Proposed Gemstone Legislation Risks Leaving Flawed System Intact

The proposed Gemstone Law, currently under discussion in the national legislature, would largely perpetuate many flaws in the governing framework created by the then-military-led government in 1995, according to Natural Resource Governance Institute (NRGI).

In July 2016, the new NLD-led government decided to suspend issuing jade and gemstone licences until relevant laws could be reviewed and an environmental management plan for jade mining areas is put in place. Paul Shortell, associate at the non-profit organisation, told The Myanmar Times that by revisiting the legislation, the administration has a chance to create a framework more beneficial to its citizens and strengthen institutional capacity, tackle illegal activities and trade and address several issues within the sector.

But the proposed law fails to deal with many critical issues and leaves intact much of the flawed system established under the former military regime.

In its press statement, the NRGI named four key problems which the proposed version does not address – multiple conflicts of interests, opaque licensing procedures and too many licences, high taxation rates but low rates of revenue collection, and a lack of transparency.

“Unlike most state-owned gemstone enterprises, the Myanmar Gemstone Enterprise’s [MGE’s] commercial responsibilities are not clearly separated from its regulatory responsibilities.

“The Myanmar Gem and Jewellery Authority [MGJEA], Myanmar’s industry association, exercises an unusual degree of influence via its participation in the Central Gemstone Supervisory Committee, which determines gemstones’ value and advises the Ministry on regulatory matters, and in administering and managing certain revenues from the Jade and Gems Emporium,” the statement said.

The non-profit organisation also highlighted the approval of an unusually high number of mining permits up to the licensing ban has eroded state oversight of mining operations. There were more than 20,000 licences approved by early 2016.

“Opaque licensing procedures and current license terms do not encourage companies to operate at a high standard [with] necessary investments in mine safety, environmental protection, or community development,” the statement argued.

Last July, the government ordered a ban on renewing mining permits for jade and gems when they expired until the by-laws to the new Gemstones Law had been passed.

Apart from weak institutions and licences, Myanmar taxes the gemstone sector at significantly steeper rates than other countries.

“There is evidence that this has encouraged smuggling and underreporting while limiting the growth of downstream activities, including gemstone cutting, polishing and retail.

“The country’s valuation process, which determines the tax owed by mining companies based on their production, remains vulnerable to clientelism,” the organisation said, adding that Myanmar’s government lags behind others in making key components of the legal framework available to the public.

On top of that, accountability is further constrained by limited disclosures of payments, licence terms, and beneficial ownership, as well as by existing restrictions on independent monitoring of mining operations.

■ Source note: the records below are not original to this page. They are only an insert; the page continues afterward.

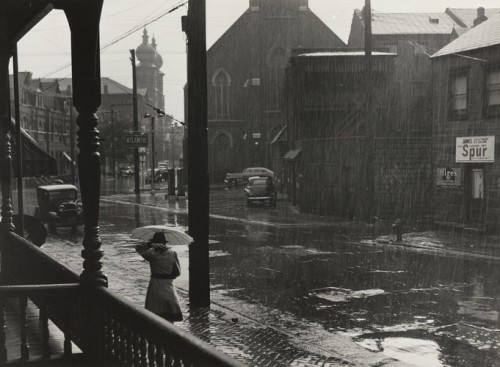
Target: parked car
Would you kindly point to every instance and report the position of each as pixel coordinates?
(235, 179)
(161, 174)
(125, 171)
(58, 206)
(261, 189)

According to Mr Shortell, the underlying problem in the government’s reform efforts in the jade and gemstone sector is the lack of coherence in their approach. The formation of the sector’s national strategy is neither linked nor coordinated with the legal reform.

“The Ministry of Natural Resources and Environmental Conservation has recently convened a supporting committee — including government, company, and civil society representatives — to inform new approaches to the jade and gemstone sector. Although the mandate of this body has yet to be finalised, ideally it could lead the creation of a national jade and gemstone policy.

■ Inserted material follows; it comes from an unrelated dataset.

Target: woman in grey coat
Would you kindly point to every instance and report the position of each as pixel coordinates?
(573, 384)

“In most countries, the development of a national strategy would precede reform of the relevant law. Discussion in the parliament of the Myanmar Gemstone Law does not appear to be coordinated with the work of the Ministry’s supporting committee or the ongoing process of national reconciliation.

“Premature revision of the legal framework could undermine multi-stakeholder dialogue regarding the future direction of the sector and negotiations over natural resource management in ethnic areas,” Mr Shortell told The Myanmar Times.

He also said that the NLD’s temporary moratorium on jade and gemstone licensing provides an opening to re-assess how the sector’s development may better serve local and national interest.

“Weak policies have allowed jade and gemstone mining to proceed without adequate oversight while preventing government and citizens from realising the potential benefits of Myanmar’s resource wealth,” he said.

Another issue in the NLD’s efforts in reorganising the sector is that the country separates laws, regulations and contracts for jade and gemstones from those for other minerals.

“Countries generally choose to govern gemstones together with other minerals under a single mining law, as this reduces legal ambiguity, improves efficiency and coordination among government institutions, and supports the even enforcement of rules.

“Since the passage of the 1995 Myanmar Gemstone Law [which is separate from the 1994 Myanmar Mining Law] by the former military regime to today, gemstone companies and relevant government institutions have been held to lower standards than those involved with other minerals.

“This legal and institutional isolation of gemstones from the broader mining sector has allowed political and business elites to monopolise the benefits of gemstone extraction for much of the next two decades,” the NRGI associate said.

In their press release, the organisation explained that Myanmar’s gemstone trade has produced enormous profits but the population has not benefitted.

“Over two decades these profits have been siphoned off by elites, while citizens have realised few of the benefits of this resource wealth in terms of government revenue, local employment, and domestic value addition,” it argued.